The following forum(s) are migrating to a new home on Microsoft Q&A (Preview): Azure Service Fabric!

Ask new questions on Microsoft Q&A (Preview).
Interact with existing posts until December 13, 2019, after which content will be closed to all new and existing posts.

Learn More

Service Fabric HA (standalone) RRS feed

  • Question

  • Last week I've tried to upgrade one of the test, standalone SF clusters consisting of 3 nodes.

    It was at 6.5.639 (initial 6.5 release) and i tried to upgrade it to 6.5.664.

    The Copy-ServiceFabricClusterPackage failed and I decided to restart node 0.

    After restart the node 0 never went back to the cluster.

    As it is a test cluster I'm not going to spend too much time investigating the question why does it fail. I hoped I'd be able to add another node and then remove the faulty one. But adding a node to faulty cluster (2 nodes available, one down) failed too.

    I was able to successfully add node to 3 nodes cluster earlier (but the cluster was healthy that time)

    The question is - is adding a node to a cluster with less then 3 nodes supported?

    Is that the reason why production cluster must have at least 5 nodes?
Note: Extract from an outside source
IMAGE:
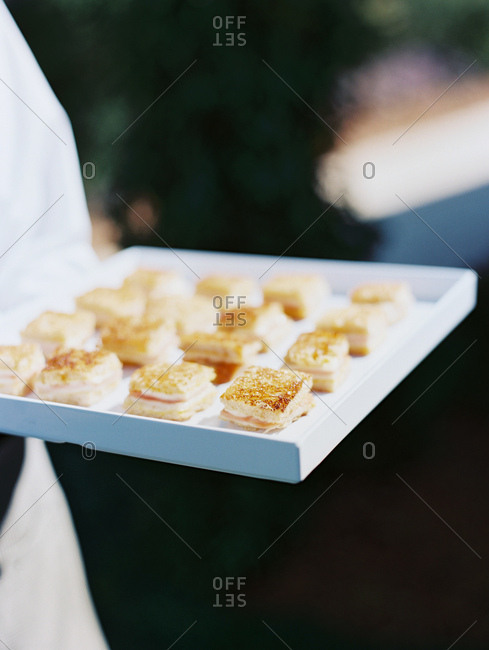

    Tuesday, September 17, 2019 8:22 PM

All replies

  • Yes, you can add node to a cluster with less than 3 nodes depending on the kind of workloads. Please note that add/remove node functionality is not supported in local development clusters.

    Please refer to the similar stackoverflow post:

    Here is the document to add a new node to an existing standalone cluster

    Please try the steps in the document above and let me know if it resolves the issues. If not, I can dig deeper.

    Wednesday, September 18, 2019 11:53 PM
  • Any update on this issue?

    If the above helped please remember to "Up-vote" and "Mark as Answer" so others in the community can benefit. 

    Friday, September 20, 2019 11:35 PM
  • Sorry for the delay, but I need some time to confirm that I will be able to add a node to both, single node cluster and a cluster of 3 nodes with one node down (that's what I tried and it failed with a timeout exception, -  but maybe there were other problems)

    As I already wrote, I read an used the documentation for adding nodes, and successfully scaled out a cluster from 3 to 5 nodes.


    Monday, September 23, 2019 6:28 PM
  • Thanks for the update.
    Monday, September 23, 2019 8:28 PM
  • So far no good. I had successfully added a second node - i.e. the addnode.ps1 finished succesfully and showed two nodes. Also, connecting to explorer via web showed two healthy nodes.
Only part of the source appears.